Thursday, April 26, 2018

Secondary Expectations For My Secondary Education | TOKIRL1

For the practice TOK presentation, my group talked about how expectations factor into results. We used the real life situation of an experiment made to prove one of Einstein's theories. They made each machine involved with the expectation that the result was going to prove Einstein right, and, in the end, it did. You have to think that because they were working to prove Einstein, the scientists had some pretty high expectations. But, how much did their expectations factor into their work and the results? I honestly don't remember any discussion we had in class following this, but throughout this project, I thought about how much my expectations factor into my work and the outcome.

If you don't know by now, I have very low expectations. If my expectations were ranked on a scale from 1 to 10, I'd be at a negative infinity. And my expectations have only worsened as this year has continued, as well as my grades. My grades aren't in the trash bad (they are gettin there though), but they are not what I'm used to. Are my lowering expectations a causation for grades or do they just correlate? Or is it the other way around? Are my low grades a causation for my low expectations? I can't just up the ante and shoot for the stars when I can barely reach the top of a tree. In my head, I make the clear connection that if you don't start out with high hopes, you won't end with high hopes, but I am not completely sure if that's just one of those faux-positivity things that has been ingrained in my head or just my poor attempt of not being a pessimist. I, and many other people in this spiraling program of Purgatory, have gone into several assignments with high expectations for the outcome, only to be met with severe misery and sorrow. (I understand that expectations aren't the only preparation you should do for big tests and such, but most kids with high expectations aren't just moping around doing absolutely nothing, so let's just quietly assume that we were all good kids who studied.) As I write this, my mind goes straight to thinking that expectations can be both a correlation and causation, depending on how it effects you.

In an article titled, "How the Power of Expectations Can Allow You to Bend Reality," talks about placebo effects and positive thinking. Basically it says positive thinking can't fix a broken bone, but it can make you think that it's less broken than it actually is. In the article, they talk about an experiment where some the first group of track racers were told that "pre-race jitters" improved performance, while the second group were told it was detrimental. The first group performed better than the second group. The added pressure may have been responsible for their poor performance.

Performance quality correlates with expectations, obviously, but I don't know why our expectations usually erase facts in our mind. At least that's how I see it. The expectations cloud over the facts and statistics, but it can also be due to ignorance of not knowing what the facts are. 


1 comment:

  1. There is a lot going on in this response. I love your continued exploration of expectations as causal for performance outcomes in a few really well-developed examples. It's hard to take the placebo effect and apply it to your frustrations within IB, though. (Would you do better on the test if I said "thinking you are going to do bad on the test correlates with higher performance on the test"?)
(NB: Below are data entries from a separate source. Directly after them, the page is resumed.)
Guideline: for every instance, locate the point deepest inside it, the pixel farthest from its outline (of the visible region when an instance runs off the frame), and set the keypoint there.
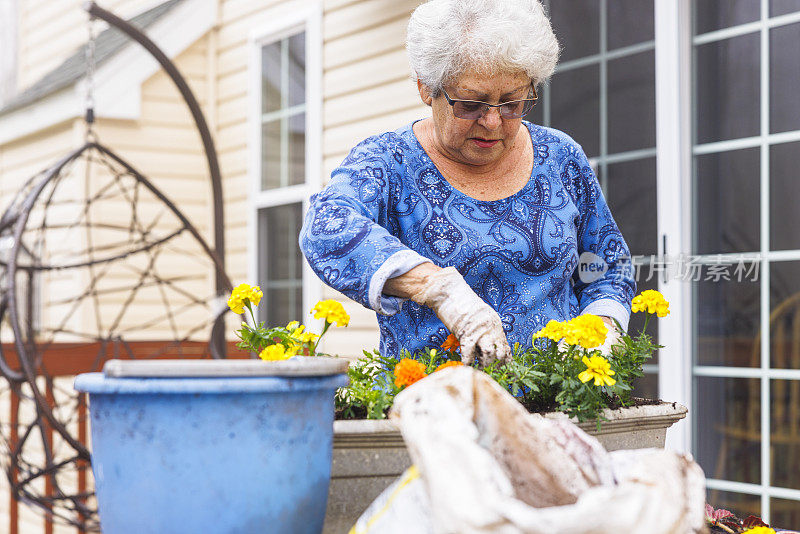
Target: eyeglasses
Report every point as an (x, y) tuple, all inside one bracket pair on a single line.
[(475, 109)]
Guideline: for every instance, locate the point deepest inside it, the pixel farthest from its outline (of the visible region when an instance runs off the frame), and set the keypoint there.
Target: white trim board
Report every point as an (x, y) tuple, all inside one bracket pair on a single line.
[(118, 81)]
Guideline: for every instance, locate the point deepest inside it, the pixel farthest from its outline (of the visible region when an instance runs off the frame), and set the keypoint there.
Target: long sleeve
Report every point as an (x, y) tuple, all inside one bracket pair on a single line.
[(345, 235), (603, 282)]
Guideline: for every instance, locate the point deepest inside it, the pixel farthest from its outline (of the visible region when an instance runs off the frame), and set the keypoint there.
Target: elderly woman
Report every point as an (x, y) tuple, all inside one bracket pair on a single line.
[(475, 216)]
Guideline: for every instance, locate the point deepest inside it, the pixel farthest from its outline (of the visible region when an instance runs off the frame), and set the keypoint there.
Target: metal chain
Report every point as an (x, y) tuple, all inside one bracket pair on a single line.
[(89, 86)]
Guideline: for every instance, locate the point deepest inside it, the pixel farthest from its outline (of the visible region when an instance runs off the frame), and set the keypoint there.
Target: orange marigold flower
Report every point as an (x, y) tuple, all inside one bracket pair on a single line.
[(445, 365), (408, 371), (451, 343)]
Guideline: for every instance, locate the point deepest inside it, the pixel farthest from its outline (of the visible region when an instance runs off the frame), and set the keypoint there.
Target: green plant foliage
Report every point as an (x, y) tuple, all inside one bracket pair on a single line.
[(543, 378)]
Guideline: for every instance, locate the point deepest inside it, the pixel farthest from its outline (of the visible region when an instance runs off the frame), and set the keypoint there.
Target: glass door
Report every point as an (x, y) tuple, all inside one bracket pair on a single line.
[(603, 96), (745, 300)]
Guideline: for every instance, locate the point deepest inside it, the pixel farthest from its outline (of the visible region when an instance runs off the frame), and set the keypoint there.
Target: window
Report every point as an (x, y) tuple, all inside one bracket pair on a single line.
[(746, 330), (603, 95), (285, 169)]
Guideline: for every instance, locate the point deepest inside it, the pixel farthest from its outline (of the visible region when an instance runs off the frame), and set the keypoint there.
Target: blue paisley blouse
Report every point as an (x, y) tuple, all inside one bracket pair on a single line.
[(388, 209)]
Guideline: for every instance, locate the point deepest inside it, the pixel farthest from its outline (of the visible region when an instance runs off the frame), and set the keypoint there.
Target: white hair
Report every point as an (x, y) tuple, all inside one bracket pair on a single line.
[(447, 37)]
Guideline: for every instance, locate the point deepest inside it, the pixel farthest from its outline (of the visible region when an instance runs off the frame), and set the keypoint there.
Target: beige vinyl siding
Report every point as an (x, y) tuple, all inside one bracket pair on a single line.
[(51, 30), (367, 89)]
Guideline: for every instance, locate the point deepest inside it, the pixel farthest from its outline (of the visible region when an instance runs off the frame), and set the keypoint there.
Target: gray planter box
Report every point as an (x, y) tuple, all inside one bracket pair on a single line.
[(368, 455)]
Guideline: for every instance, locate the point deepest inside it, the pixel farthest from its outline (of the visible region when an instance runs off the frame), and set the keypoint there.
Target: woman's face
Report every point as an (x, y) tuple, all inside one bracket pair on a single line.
[(477, 141)]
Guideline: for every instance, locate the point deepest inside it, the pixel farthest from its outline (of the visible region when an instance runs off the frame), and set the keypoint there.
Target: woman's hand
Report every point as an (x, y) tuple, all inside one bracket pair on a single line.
[(474, 323), (613, 337)]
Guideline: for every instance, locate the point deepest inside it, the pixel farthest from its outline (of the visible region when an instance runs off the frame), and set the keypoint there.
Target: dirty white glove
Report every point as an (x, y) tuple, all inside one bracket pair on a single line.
[(474, 323), (614, 336)]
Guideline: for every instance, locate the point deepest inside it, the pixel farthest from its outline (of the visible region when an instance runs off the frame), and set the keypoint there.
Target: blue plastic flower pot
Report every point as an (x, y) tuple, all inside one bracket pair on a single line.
[(175, 454)]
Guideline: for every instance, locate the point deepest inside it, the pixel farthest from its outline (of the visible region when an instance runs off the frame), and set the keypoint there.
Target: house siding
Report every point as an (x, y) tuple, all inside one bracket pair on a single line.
[(366, 89), (49, 31)]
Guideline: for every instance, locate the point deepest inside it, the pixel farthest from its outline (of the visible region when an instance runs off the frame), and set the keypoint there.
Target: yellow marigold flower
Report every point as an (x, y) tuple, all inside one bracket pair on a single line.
[(276, 352), (650, 301), (332, 311), (242, 294), (599, 369), (554, 330), (445, 365), (451, 343), (408, 371), (588, 331)]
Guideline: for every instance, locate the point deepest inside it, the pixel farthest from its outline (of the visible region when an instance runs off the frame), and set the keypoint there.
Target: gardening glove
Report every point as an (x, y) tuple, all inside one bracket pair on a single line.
[(474, 323), (614, 336)]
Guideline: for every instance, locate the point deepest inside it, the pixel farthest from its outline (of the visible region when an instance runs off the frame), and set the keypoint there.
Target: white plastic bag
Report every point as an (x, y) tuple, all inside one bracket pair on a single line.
[(482, 464)]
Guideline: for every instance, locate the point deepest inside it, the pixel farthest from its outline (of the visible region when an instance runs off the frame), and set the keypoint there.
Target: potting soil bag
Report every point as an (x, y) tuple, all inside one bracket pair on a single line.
[(482, 464)]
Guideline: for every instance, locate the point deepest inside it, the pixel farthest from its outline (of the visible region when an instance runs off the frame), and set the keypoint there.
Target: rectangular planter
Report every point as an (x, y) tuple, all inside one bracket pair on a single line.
[(368, 455)]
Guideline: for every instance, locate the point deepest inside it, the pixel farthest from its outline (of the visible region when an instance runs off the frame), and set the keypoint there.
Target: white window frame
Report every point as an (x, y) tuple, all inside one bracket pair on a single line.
[(307, 18), (673, 183), (676, 148)]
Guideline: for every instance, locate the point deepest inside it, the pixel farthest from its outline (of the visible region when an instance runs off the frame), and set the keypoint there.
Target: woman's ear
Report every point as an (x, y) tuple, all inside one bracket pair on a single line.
[(424, 93)]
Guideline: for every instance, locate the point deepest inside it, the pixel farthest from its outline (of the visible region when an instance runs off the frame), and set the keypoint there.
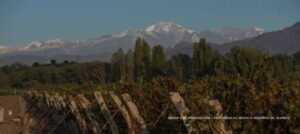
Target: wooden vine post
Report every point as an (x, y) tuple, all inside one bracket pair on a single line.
[(135, 113), (183, 110), (78, 117), (220, 125), (105, 112), (86, 105), (123, 110)]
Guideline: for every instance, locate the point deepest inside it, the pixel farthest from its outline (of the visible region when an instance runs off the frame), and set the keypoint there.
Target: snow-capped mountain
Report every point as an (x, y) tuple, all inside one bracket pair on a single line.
[(164, 33)]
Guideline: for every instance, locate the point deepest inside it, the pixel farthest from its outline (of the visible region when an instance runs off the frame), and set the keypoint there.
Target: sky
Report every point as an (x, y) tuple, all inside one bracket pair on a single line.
[(24, 21)]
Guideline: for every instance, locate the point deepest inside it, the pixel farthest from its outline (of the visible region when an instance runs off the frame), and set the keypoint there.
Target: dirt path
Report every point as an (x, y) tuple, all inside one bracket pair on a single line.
[(12, 110)]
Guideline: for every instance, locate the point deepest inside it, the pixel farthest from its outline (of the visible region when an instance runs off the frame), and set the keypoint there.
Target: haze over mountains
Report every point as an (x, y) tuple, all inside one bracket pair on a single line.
[(173, 37)]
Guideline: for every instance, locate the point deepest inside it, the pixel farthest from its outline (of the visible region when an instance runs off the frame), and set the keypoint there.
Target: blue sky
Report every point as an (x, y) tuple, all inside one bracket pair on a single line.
[(23, 21)]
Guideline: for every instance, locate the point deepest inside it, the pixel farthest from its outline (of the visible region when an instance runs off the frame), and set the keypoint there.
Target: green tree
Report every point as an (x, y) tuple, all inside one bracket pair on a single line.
[(119, 67), (203, 57), (158, 60), (141, 60)]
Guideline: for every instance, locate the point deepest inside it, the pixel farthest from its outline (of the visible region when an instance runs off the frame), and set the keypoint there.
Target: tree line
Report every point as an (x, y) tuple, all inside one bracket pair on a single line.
[(144, 63)]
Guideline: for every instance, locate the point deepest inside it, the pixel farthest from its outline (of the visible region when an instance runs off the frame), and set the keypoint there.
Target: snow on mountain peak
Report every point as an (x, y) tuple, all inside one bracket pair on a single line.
[(167, 27), (259, 29), (58, 41), (3, 47)]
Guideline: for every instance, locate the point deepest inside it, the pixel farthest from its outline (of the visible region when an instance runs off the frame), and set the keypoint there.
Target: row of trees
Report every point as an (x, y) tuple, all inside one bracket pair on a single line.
[(144, 63)]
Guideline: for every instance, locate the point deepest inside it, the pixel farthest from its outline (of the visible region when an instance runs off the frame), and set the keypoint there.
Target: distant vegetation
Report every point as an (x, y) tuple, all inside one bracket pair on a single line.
[(246, 81)]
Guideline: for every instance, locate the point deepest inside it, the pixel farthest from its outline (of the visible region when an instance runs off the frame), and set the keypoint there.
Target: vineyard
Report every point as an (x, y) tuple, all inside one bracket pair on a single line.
[(53, 113)]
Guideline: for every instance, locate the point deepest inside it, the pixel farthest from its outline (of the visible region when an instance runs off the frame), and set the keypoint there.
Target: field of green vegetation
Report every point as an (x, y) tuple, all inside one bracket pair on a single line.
[(246, 81)]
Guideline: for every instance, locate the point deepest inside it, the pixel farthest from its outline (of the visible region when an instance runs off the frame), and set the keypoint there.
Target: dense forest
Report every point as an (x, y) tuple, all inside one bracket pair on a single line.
[(246, 81)]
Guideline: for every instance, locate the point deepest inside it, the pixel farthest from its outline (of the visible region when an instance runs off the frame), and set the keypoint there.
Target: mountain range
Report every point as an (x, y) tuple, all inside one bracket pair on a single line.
[(173, 37)]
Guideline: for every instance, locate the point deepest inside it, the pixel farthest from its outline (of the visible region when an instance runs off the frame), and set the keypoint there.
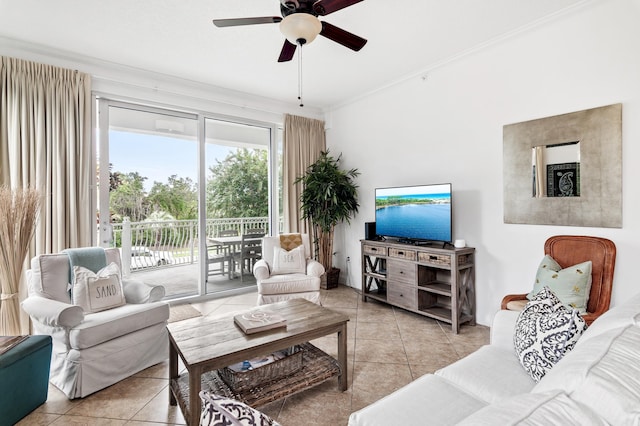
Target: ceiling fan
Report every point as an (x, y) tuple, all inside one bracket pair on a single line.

    It seems to me that maybe some of your frustration comes from not understanding or being uncertain of the OUTSIDE expectations? Like, if you think you are going to do real good, but then you do badly, that's reflective of a misalignment between what you think is required to do real good and what is actually required, right? That might be because you haven't done this sort of thing before, or it might be a breakdown in communication between you and your instructor that you should try to address.

    I know you get a kick out of being kind of mopey, but I don't want you to feel an ongoing sense of frustration. I am confident that you will BE successful in this program, but it is at least as important that you FEEL successful in the program.